I've gotten too caught up with "That's not fair," and "They owe me," and "I shouldn't have to."  I've gotten too caught up in the complaining, the gossiping, stirring the pot, and wallowing in my own unhappiness.... To which God says:

But godliness with contentment is great gain. For we brought nothing into the world, and we can take nothing out of it. But if we have food and clothing, we will be content with that. Those who want to get rich fall into temptation and a trap and into many foolish and harmful desires that plunge people into ruin and destruction. 10 For the love of money is a root of all kinds of evil. Some people, eager for money, have wandered from the faith and pierced themselves with many griefs. -1 Timothy 6:6-10

I've cycled into unhealthy habits with food and soda.
“Why do you [a]spend money for what is not bread,And your wages for what does not satisfy?Listen carefully to Me, and eat what is good,And delight yourself in abundance.-Isaiah 55:2
I should be eating what is good!

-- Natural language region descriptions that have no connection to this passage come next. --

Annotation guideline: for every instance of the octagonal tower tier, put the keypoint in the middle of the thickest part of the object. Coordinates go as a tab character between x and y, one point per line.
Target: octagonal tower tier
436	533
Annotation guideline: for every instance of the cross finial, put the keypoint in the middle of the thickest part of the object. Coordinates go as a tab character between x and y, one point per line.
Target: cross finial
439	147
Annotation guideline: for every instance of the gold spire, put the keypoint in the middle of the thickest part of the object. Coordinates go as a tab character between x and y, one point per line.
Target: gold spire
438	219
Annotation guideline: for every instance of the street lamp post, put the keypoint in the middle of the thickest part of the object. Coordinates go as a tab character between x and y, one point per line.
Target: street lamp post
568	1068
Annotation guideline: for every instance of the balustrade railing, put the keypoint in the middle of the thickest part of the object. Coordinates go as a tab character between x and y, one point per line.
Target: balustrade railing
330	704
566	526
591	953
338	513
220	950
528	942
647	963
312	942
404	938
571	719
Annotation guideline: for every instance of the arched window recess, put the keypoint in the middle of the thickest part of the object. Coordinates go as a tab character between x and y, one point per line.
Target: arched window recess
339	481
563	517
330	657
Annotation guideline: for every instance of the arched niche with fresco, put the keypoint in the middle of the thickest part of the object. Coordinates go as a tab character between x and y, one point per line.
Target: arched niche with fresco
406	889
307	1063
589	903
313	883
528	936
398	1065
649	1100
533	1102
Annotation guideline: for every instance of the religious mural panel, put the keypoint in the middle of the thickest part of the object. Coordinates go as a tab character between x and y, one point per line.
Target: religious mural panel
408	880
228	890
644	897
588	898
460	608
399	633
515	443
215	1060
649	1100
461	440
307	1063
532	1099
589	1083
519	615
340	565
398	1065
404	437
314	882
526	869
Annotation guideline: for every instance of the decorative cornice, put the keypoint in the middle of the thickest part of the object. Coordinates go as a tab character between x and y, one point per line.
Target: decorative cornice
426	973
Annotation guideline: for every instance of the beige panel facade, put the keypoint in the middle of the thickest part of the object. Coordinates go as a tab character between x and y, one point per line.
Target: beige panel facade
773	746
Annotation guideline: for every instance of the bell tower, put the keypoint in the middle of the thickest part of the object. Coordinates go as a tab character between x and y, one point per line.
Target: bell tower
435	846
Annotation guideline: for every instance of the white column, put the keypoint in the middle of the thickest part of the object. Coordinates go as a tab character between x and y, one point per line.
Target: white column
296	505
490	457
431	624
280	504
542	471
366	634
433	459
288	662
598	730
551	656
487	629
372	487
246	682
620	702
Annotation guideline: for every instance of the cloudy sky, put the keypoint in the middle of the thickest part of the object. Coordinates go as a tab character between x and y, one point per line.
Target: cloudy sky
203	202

Not what is poison, addiction, emotion, uncontrolled, and empty.


I've cycled into worse body image issues, self confidence issues, and increased insecurities, leading me into that vicious mental cycle I've blogged about before... To which God says:


Praise the Lord, my soul;    all my inmost being, praise his holy name.Praise the Lord, my soul,    and forget not all his benefits—who forgives all your sins    and heals all your diseases,who redeems your life from the pit    and crowns you with love and compassion,who satisfies your desires with good things    so that your youth is renewed like the eagle’s.- Psalms 103:1-5


All because I can't find joy and happiness in what I have and in who I am, I am being blocked from this love and peace that God is offering me.  I am letting this world stand in my way.  I am letting myself stand in my way.

I must remember this from Hebrews 13:5-6:

Keep your lives free from the love of money and be content with what you have, because God has said,Never will I leave you;    never will I forsake you.[a]So we say with confidence,The Lord is my helper; I will not be afraid.    What can mere mortals do to me?"